Why it works: Schema constraints prevent ~all syntactic hallucinations (missing fields, wrong types, hallucinated keys). They don't prevent semantic hallucination — that's L4's job.

09 · L3 Generation

Tool Use & Function Calling

For anything the model is bad at — math, current data, exact facts, code execution — give it a tool and let the deterministic system handle it.

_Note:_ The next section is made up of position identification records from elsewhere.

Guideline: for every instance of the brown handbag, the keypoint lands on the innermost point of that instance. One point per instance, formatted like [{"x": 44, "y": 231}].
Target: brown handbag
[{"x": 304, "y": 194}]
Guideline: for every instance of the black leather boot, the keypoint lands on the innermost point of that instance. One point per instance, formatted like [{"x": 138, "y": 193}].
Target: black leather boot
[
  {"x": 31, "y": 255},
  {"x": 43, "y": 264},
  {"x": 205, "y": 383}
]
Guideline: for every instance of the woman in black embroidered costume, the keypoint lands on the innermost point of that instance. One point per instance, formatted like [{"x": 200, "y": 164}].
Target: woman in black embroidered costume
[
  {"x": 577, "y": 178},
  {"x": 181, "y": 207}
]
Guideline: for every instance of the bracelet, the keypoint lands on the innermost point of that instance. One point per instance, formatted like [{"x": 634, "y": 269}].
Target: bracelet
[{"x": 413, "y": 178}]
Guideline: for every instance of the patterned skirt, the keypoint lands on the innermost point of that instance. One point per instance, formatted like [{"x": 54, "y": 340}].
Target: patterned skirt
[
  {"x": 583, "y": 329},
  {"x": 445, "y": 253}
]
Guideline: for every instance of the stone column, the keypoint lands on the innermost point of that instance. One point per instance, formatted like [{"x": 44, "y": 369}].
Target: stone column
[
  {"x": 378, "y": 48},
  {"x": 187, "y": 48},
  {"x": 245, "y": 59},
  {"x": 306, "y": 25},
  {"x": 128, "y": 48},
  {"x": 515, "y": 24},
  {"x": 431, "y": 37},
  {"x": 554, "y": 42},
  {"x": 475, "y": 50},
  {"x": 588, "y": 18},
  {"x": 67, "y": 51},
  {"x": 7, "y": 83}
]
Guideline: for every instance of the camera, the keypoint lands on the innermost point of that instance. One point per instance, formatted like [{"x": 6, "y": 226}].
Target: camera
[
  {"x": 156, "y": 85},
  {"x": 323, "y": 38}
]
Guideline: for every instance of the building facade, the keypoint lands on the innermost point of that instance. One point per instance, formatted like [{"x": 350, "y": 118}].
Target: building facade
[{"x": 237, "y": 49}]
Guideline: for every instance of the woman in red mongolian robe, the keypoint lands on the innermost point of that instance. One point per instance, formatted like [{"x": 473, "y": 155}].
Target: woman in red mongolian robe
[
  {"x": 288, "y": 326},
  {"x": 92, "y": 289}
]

Tools that eliminate whole hallucination classes

Calculator / Python REPL → arithmetic, units, stats
SQL / API call → live, authoritative data
Web search → recency, fresh facts
Code interpreter → run code before answering
Document retrieval → grounded answers
Validator endpoints → check that a DOI / URL / package exists
Calendar / time API → eliminate "today is..." errors

Design rules for tools

Each tool has a single, well-described purpose
Inputs strictly typed via JSON Schema
Outputs include status + data + error
Idempotent; safe to retry
Side-effecting tools require confirmation (write, delete, pay)
Prefer many small tools to one mega-tool
Return enough context that the model can reason about results

# Tool spec (OpenAI / Anthropic / Gemini all share this shape)
{
  "name": "lookup_customer",
  "description": "Fetch a customer by ID from the CRM.",
  "input_schema": {
    "type": "object",
    "properties": {
      "customer_id": {"type": "string", "pattern": "^c_[a-z0-9]+$"}
    },
    "required": ["customer_id"]
  }
}

10 · L4 Verification

Verifier & Critic Models

A second model — or the same model in a different role — reads the output and checks it before it reaches the user.

METHOD

NLI / Entailment check

For every claim in the answer, ask: does the source context entail this? (DeBERTa-NLI, vectara HHEM, custom).

METHOD

LLM-as-judge

Prompt a strong model to score faithfulness, relevance, completeness on 0–5. Use the same content as eval and runtime gate.

METHOD

Self-check / Reflexion

Ask the generating model: "Re-read your answer. Identify any unsupported claim." Then regenerate or strip.

METHOD

Citation existence check

Resolve each citation: does the URL respond 200? Does the DOI exist? Does the package name exist on PyPI/npm?

METHOD

Cross-model consensus

Ask 2–3 different models the same grounded question. Disagreement → escalate or abstain.

METHOD

Numeric & code sanity

Re-execute math/code in a sandbox; check totals, types, returns. Mismatch → retry.

# Faithfulness check via NLI
for claim in extract_claims(answer):
    supports = False
    for chunk in retrieved_chunks:
        if nli_model.entails(premise=chunk.text, hypothesis=claim):
            supports = True; break
    if not supports:
        log_hallucination(claim)
        answer = strip_or_regenerate(answer, claim)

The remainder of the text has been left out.